Droit de la famille : questions courantes
Les questions et les réponses qui suivent portent sur le droit de la famille en Ontario.
AVIS IMPORTANT : Nous ne donnons de conseils juridiques qu’aux clients. Loin de constituer des conseils juridiques, la réponse aux questions posées ci-dessous n’est que des éléments d’information générale sur le droit de la famille en Ontario, et vous ne devriez pas vous y fonder pour déterminer vos droits et vos obligations devant la loi. Nous vous recommandons vivement de consulter un avocat et, si vous désirez nous retenir pour examiner vos questions particulières, veuillez nous contacter à l’adresse info@nelligan.ca ou au 613-238-8080.
Q – J’ai lu avec grand intérêt votre article intitulé Dividing your Property after Separation (Division des biens à l’occasion d’une séparation) et j’aimerais être au clair en ce qui a trait au dernier paragraphe : "Married spouses can opt out of the property sharing regime imposed by the Ontario Family Law Act.

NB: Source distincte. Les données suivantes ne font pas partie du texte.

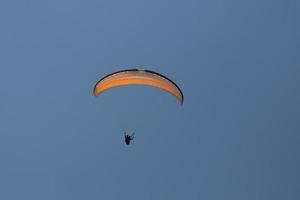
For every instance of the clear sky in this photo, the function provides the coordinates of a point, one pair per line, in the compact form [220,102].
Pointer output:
[236,136]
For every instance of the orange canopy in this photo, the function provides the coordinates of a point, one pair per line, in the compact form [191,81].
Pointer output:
[138,77]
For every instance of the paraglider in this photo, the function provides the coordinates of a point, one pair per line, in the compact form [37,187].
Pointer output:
[138,77]
[128,138]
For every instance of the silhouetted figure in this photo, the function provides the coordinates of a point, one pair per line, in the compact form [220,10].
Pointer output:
[128,138]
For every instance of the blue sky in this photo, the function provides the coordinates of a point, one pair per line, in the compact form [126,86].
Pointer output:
[235,137]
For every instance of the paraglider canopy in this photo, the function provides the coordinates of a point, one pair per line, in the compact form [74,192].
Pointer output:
[138,77]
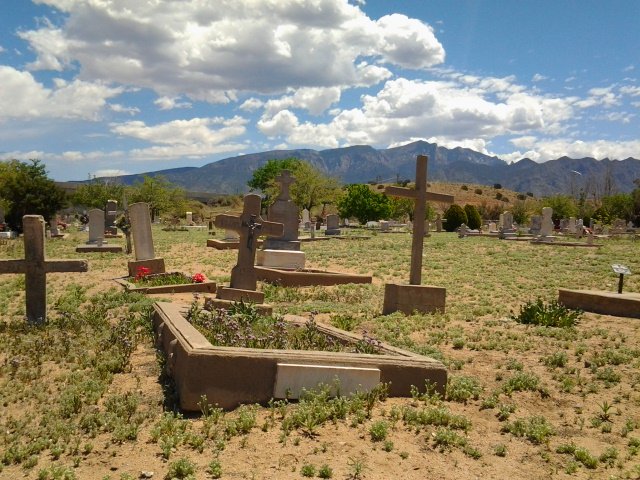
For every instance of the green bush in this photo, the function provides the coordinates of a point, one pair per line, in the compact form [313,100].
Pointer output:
[455,216]
[553,314]
[474,221]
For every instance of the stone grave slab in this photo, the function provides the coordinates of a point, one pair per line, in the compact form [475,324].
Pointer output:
[597,301]
[232,376]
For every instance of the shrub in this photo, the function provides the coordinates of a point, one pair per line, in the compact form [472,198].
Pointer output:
[474,221]
[455,216]
[553,314]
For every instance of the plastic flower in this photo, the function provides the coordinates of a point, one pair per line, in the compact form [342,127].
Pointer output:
[198,278]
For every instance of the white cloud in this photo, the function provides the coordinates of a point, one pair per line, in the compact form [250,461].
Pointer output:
[209,51]
[169,103]
[21,96]
[549,149]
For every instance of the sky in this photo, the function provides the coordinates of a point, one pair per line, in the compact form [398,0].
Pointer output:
[112,87]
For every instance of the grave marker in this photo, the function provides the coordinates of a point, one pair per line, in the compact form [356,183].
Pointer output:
[35,267]
[407,298]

They can do this by entering into a marriage contract under which the spouses agree that they will not share property or that they will share property in a different manner." (« Les conjoints mariés peuvent choisir de ne pas se plier au régime de partage des biens que prévoit la Loi sur le droit de la famille. Ils peuvent le faire en signant un contrat de mariage en vertu duquel ils conviennent de ne pas partager les biens ou de les partager autrement. »)
Je ne suis pas sûr si un tel contrat de mariage s’appliquerait aussi à la maison familiale.
Est-ce bien le cas ou la maison familiale fait-elle toujours l’objet d’un partage à parts égales ?
R - En Ontario, un contrat de mariage peut viser la maison familiale. Par exemple, un tel contrat peut exclure la maison familiale du régime de partage des biens ou prévoir d’autres crédits à titre de remplacement. Un contrat de mariage qui réserve à la maison familiale un traitement particulier peut se révéler surtout important dans le cas où l’un des conjoints en était le propriétaire à la date du mariage. Sans un contrat de mariage qui en dit autrement, un conjoint marié ne peut réclamer une déduction en contrepartie de la valeur de la maison familiale à la date du mariage.
Q – Peut-on avoir envers un enfant autre que le sien une obligation de pension alimentaire ?
R - Oui. En Ontario, quiconque a nettement manifesté son intention de traiter un enfant comme le sien ou comme membre de sa famille est tenue de lui verser une pension alimentaire.
Q – Pouvez-vous me dire si un héritage qui a servi à l’achat de la maison familiale est considéré comme un bien exclu ? Serait-il là une exception au régime de partage des biens ?
R – Selon la Loi sur le droit de la famille, certains biens dont un conjoint marié est propriétaire à la date de la séparation sont exclus des biens familiaux. C’est ce qu’on appelle des biens exclus et ces derniers n’entrent pas dans l’égalisation des biens matrimoniaux au moment de la séparation des conjoints mariés. Aux termes de la Loi sur le droit de la famille de l’Ontario les biens exclus englobent les biens détenus en propre à la date de séparation, autre que la maison familiale, et reçus d’un tiers, sous la forme d’un don ou d’un héritage, après la date du mariage. En clair, un héritage qui, à la date de la séparation, est investi dans la maison familiale n’est pas, ne vertu de la Loi, réputé exclu.Il peut l’être, cependant, si les conjoints ont pris son de signer un contrat de mariage valide qui prévoit que l’héritage est exclu, même s’il est investi dans la maison familiale.
Q – La maison familiale est-elle réputée divisible en parts égales ? Est-ce que mon conjoint peut arguer qu’il a apporté beaucoup plus que moi au mariage et que la maison familiale ne peut donc être faire l’objet de partage à parts égales ?
R – Sous le régime de la Loi, la présomption est qu’un conjoint marié a droit à un paiement compensateur basé sur une moitié de la différence entre la valeur des biens familiaux de chaque conjoint. En clair, ce paiement compensateur est basé sur la valeur des biens familiaux nets et ne signifie pas le droit diviser chaque bien en parts égales.
Cela étant, un conjoint marié n’a pas nécessairement droit à 50 % de la maison familiale. Il ou elle a droit à un paiement qui sert à équilibrer la valeur des parts et qui est basé sur la différence entre ce que possèdent les conjoints respectivement y compris la valeur de leur part à la maison familiale. Le calcul du paiement compensateur tient compte également de la valeur de l’avoir net de chaque conjoint à la date du mariage et du fait qu’il y ait ou non des biens exclus.
Je vous recommande vivement de consulter un avocat spécialiste du droit de la famille, qui vous donnera des conseils parfaitement adaptés à votre situation et vous aidera à comprendre clairement vos droits et vos obligations.